Côte d'Ivoire: l'UE ne reconnaît que les ambassadeurs pro-Ouattara (Paris)

Par La rédaction

PARIS (AFP)

Les pays de l'Union européenne sont convenus depuis la semaine dernière de ne reconnaître que "les ambassadeurs nommés par le président Alassane Ouattara" de Côte d'Ivoire, a révélé mercredi le porte-parole du ministère français des Affaires étrangères.

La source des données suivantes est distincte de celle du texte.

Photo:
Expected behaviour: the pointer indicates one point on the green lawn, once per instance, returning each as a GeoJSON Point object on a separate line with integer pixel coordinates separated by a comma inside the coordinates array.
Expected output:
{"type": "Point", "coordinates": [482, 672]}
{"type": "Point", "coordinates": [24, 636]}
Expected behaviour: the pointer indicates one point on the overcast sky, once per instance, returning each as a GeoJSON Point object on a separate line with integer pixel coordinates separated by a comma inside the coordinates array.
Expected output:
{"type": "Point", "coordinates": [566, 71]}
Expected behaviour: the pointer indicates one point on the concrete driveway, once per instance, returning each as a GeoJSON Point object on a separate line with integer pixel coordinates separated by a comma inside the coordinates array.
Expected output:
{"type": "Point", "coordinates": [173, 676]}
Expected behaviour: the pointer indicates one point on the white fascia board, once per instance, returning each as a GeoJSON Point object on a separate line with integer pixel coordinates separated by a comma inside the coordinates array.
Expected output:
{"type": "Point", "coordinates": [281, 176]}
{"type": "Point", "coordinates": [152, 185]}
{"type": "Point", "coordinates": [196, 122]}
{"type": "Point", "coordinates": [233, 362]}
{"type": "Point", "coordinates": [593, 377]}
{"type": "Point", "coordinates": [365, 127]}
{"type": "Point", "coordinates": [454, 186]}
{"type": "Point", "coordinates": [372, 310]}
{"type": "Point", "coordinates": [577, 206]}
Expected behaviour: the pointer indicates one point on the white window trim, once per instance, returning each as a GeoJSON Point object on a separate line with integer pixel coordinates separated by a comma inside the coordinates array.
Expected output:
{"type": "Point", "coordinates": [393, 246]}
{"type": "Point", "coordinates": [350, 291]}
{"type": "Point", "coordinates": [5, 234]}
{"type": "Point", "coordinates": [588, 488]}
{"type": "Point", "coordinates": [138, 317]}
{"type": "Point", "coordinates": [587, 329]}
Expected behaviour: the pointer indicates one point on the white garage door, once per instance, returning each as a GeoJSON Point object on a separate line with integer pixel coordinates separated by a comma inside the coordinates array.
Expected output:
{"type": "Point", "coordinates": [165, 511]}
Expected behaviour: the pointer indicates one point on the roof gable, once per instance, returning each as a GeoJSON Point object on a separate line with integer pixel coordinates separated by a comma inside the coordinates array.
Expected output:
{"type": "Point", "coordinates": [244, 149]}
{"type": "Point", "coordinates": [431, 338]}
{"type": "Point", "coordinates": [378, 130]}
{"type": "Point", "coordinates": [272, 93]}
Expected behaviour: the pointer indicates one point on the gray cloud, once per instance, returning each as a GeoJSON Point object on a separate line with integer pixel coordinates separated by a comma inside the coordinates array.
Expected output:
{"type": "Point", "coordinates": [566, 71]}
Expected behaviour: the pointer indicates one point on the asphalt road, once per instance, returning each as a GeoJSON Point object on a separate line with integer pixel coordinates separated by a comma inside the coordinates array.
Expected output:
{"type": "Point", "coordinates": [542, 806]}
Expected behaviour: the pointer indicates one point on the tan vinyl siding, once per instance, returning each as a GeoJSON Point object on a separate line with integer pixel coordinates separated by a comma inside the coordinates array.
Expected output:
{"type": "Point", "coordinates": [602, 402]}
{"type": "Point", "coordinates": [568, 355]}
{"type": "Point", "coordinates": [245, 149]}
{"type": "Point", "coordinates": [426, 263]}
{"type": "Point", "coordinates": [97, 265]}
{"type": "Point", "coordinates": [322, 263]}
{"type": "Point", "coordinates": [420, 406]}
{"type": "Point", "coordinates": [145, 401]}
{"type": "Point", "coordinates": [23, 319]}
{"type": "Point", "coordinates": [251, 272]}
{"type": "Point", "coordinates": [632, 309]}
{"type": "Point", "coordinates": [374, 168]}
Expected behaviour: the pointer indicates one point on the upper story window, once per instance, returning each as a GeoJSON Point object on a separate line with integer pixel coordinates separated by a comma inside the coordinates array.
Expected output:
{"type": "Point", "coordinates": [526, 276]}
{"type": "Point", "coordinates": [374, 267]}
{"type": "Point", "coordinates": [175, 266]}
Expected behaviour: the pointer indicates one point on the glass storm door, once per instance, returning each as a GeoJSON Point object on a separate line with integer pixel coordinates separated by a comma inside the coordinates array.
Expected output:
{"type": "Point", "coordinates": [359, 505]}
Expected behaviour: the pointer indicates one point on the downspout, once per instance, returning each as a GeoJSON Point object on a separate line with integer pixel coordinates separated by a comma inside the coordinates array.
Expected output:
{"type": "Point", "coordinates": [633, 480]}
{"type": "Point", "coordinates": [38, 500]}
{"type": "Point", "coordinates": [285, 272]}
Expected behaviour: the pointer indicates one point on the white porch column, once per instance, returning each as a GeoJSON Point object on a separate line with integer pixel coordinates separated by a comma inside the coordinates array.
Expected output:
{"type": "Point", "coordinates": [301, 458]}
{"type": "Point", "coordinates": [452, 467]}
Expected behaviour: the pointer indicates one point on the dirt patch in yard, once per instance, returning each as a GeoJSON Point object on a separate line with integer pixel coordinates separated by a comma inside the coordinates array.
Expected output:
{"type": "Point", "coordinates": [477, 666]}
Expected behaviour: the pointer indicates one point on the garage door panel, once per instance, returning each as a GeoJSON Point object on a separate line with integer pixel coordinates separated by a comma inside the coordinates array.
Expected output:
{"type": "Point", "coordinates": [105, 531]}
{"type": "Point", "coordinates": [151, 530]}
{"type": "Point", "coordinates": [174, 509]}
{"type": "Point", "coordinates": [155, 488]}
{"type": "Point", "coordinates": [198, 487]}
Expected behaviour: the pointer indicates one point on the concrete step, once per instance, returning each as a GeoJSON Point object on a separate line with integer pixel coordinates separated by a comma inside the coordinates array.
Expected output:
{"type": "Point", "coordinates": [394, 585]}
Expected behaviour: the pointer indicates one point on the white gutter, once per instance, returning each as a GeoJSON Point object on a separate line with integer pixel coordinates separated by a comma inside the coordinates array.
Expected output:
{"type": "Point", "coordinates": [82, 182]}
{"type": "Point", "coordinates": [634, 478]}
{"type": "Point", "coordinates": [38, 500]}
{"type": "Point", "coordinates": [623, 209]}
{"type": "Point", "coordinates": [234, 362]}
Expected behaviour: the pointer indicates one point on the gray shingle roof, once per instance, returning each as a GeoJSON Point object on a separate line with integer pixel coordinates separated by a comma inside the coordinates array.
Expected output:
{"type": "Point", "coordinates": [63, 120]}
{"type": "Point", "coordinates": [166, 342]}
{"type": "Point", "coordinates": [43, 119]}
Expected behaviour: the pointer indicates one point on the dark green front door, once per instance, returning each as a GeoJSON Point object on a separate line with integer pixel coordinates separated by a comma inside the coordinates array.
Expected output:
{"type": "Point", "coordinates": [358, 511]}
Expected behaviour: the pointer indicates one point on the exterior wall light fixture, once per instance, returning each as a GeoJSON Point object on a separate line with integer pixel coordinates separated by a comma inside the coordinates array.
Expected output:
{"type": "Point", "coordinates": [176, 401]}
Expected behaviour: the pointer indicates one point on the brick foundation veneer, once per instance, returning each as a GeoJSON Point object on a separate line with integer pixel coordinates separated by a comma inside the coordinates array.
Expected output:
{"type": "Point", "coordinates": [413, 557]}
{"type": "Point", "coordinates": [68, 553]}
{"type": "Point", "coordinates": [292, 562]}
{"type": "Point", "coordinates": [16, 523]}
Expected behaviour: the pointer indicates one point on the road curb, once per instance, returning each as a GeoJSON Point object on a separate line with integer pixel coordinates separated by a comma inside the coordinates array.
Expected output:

L'Union européenne "a adopté la semaine dernière une approche concertée: seuls les ambassadeurs nommés par le président Ouattara seront reconnus par l'Union européenne et les Etats-membres", a expliqué Bernard Valero, qui était interrogé lors d'un point-presse sur la manière dont la France travaille avec l'ambassade de Côte d'Ivoire, alors que M. Ouattara a désigné un nouvel ambassadeur dont la procédure d'agrément est en cours.

La semaine dernière, une déclaration commune des 27 à Bruxelles avait simplement indiqué, sans plus d'explications, que "l'Union européenne avait décidé de prendre des mesures en soutien des autorités démocratiquement élues".

Par ailleurs, M. Valero a précisé que la France travaillait avec le ministre conseiller (le numéro deux de l'ambassade) de Côte d'Ivoire à Paris, dans l'attente de la nomination du remplaçant de Pierre Kipré, un proche de Laurent Gbagbo, qui a été chassé lundi de l'ambassade par des militants pro-Ouattara.

"Le président Ouattara a nommé un nouvel ambassadeur pour lequel la procédure d'agrément est en cours", a rappelé M. Valero.

"En attendant l'aboutissement de la procédure, nous travaillons avec l'ambassade de Côte d'Ivoire à Paris par l'intermédiaire du ministre conseiller, en accord avec les autorités légitimes de ce pays", a-t-il ajouté.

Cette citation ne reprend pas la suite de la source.